The Things Every Policy holder Ought to Know About Subrogation

Subrogation is a term that's well-known among insurance and legal professionals but sometimes not by the policyholders they represent. If this term has come up when dealing with your insurance agent or a legal proceeding, it would be in your benefit to know an overview of the process. The more information you have, the more likely an insurance lawsuit will work out favorably.

Any insurance policy you have is a commitment that, if something bad occurs, the insurer of the policy will make restitutions in a timely fashion. If your vehicle is hit, insurance adjusters (and police, when necessary) decide who was to blame and that person's insurance covers the damages.

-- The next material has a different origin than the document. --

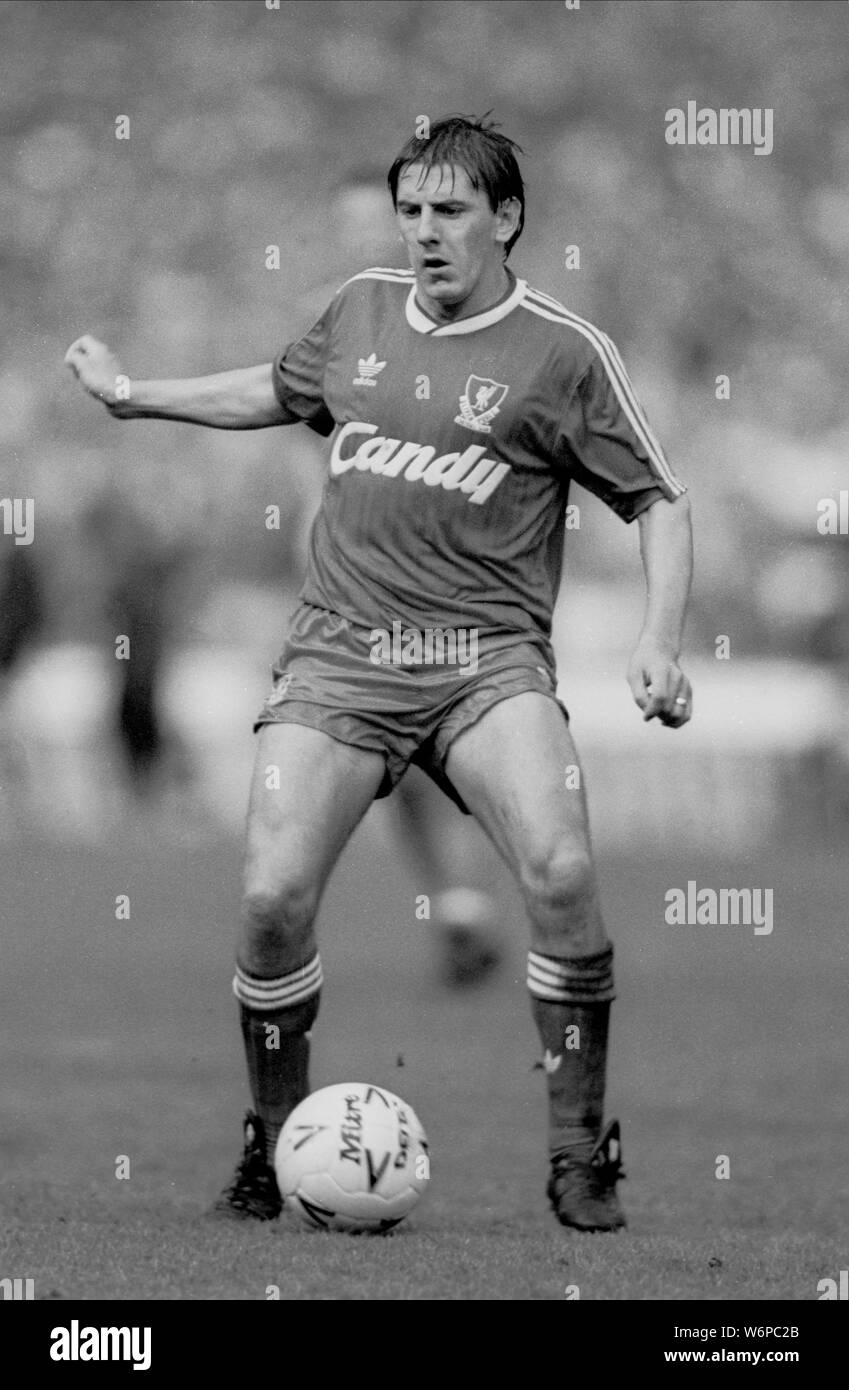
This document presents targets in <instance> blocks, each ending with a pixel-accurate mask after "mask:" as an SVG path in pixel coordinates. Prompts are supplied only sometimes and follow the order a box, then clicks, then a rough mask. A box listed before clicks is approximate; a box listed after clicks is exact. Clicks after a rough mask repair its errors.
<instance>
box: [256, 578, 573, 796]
mask: <svg viewBox="0 0 849 1390" xmlns="http://www.w3.org/2000/svg"><path fill="white" fill-rule="evenodd" d="M395 627H396V630H395V631H393V632H392V634H389V632H388V634H386V635H385V637H384V639H382V642H381V641H378V642H375V631H377V630H374V631H372V630H370V628H367V627H358V626H357V624H354V623H349V620H347V619H345V617H340V616H339V614H338V613H331V612H328V610H327V609H320V607H314V606H313V605H311V603H302V606H300V607H299V609H297V610H296V612H295V614H293V617H292V623H290V626H289V632H288V637H286V645H285V646H283V651H282V652H281V655H279V657H278V660H277V662H275V664H274V666H272V669H271V671H272V678H274V685H272V689H271V694H270V695H268V698H267V701H265V703H264V706H263V709H261V710H260V713H258V714H257V719H256V721H254V733H256V731H257V730H258V728H261V726H263V724H306V726H307V727H308V728H320V730H322V733H325V734H329V735H331V738H336V739H339V742H342V744H350V745H352V746H354V748H364V749H368V751H370V752H375V753H382V756H384V758H385V762H386V771H385V774H384V781H382V783H381V787H379V790H378V794H377V795H378V796H388V795H389V792H390V791H392V788H393V787H395V785H396V784H397V783H399V781H400V778H402V777H403V776H404V773H406V770H407V767H409V766H410V763H417V765H418V766H420V767H422V769H424V770H425V771H427V773H428V776H429V777H432V778H434V781H435V783H436V784H438V787H440V788H442V791H443V792H445V794H446V795H447V796H450V798H452V801H453V802H456V805H457V806H460V809H461V810H463V812H465V813H467V815H468V808H467V806H465V805H464V803H463V799H461V796H460V795H459V792H457V791H456V790H454V787H452V783H450V781H449V778H447V777H446V773H445V762H446V758H447V752H449V748H450V745H452V742H453V741H454V738H456V737H457V734H461V733H463V730H465V728H470V727H471V726H472V724H474V723H477V720H478V719H479V717H481V714H485V713H486V710H488V709H492V706H493V705H497V703H499V702H500V701H503V699H510V696H511V695H522V694H524V692H525V691H536V692H538V694H539V695H546V696H547V698H549V699H552V701H554V702H556V703H557V706H559V708H560V709H561V710H563V714H564V716H566V717H567V719H568V714H567V712H566V709H564V708H563V705H560V701H557V694H556V691H557V680H556V674H554V653H553V652H552V648H550V644H549V642H547V641H546V639H545V637H542V634H541V635H539V637H535V635H532V634H529V635H528V637H524V635H520V634H504V635H497V637H486V635H481V634H479V632H475V631H474V630H468V631H467V632H454V635H453V638H452V637H446V632H447V630H439V628H425V630H424V632H420V634H414V632H413V630H410V628H402V626H400V624H396V626H395ZM439 632H442V639H440V638H439V635H436V634H439ZM428 634H434V637H432V638H428ZM472 634H474V635H472ZM375 657H377V660H375ZM417 657H418V659H417ZM452 657H453V660H452Z"/></svg>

But since figuring out who is financially responsible for services or repairs is typically a tedious, lengthy affair – and delay often compounds the damage to the victim – insurance firms often opt to pay up front and assign blame later. They then need a way to recover the costs if, in the end, they weren't actually responsible for the expense.

Can You Give an Example?

You are in an auto accident. Another car ran into yours. The police show up to assess the situation, you exchange insurance information, and you go on your way. You have comprehensive insurance that pays for the repairs right away. Later it's determined that the other driver was entirely to blame and his insurance should have paid for the repair of your car. How does your company get its funds back?

How Does Subrogation Work?

This is where subrogation comes in. It is the method that an insurance company uses to claim payment when it pays out a claim that turned out not to be its responsibility. Some insurance firms have in-house property damage lawyers and personal injury attorneys, or a department dedicated to subrogation; others contract with a law firm. Ordinarily, only you can sue for damages to your self or property. But under subrogation law, your insurance company is considered to have some of your rights in exchange for having taken care of the damages. It can go after the money that was originally due to you, because it has covered the amount already.

How Does This Affect Me?

For a start, if you have a deductible, it wasn't just your insurance company that had to pay. In a $10,000 accident with a $1,000 deductible, you have a stake in the outcome as well – to be precise, $1,000. If your insurance company is lax about bringing subrogation cases to court, it might choose to recoup its costs by boosting your premiums and call it a day. On the other hand, if it has a knowledgeable legal team and goes after those cases efficiently, it is doing you a favor as well as itself. If all is recovered, you will get your full deductible back. If it recovers half (for instance, in a case where you are found 50 percent to blame), you'll typically get half your deductible back, depending on your state laws.

Moreover, if the total price of an accident is over your maximum coverage amount, you may have had to pay the difference. If your insurance company or its property damage lawyers, such as civil rights lawyer University Place WA, successfully press a subrogation case, it will recover your losses as well as its own.

All insurers are not created equal. When shopping around, it's worth scrutinizing the reputations of competing firms to find out whether they pursue winnable subrogation claims; if they do so with some expediency; if they keep their customers informed as the case proceeds; and if they then process successfully won reimbursements quickly so that you can get your losses back and move on with your life. If, instead, an insurance company has a reputation of honoring claims that aren't its responsibility and then protecting its profitability by raising your premiums, you should keep looking.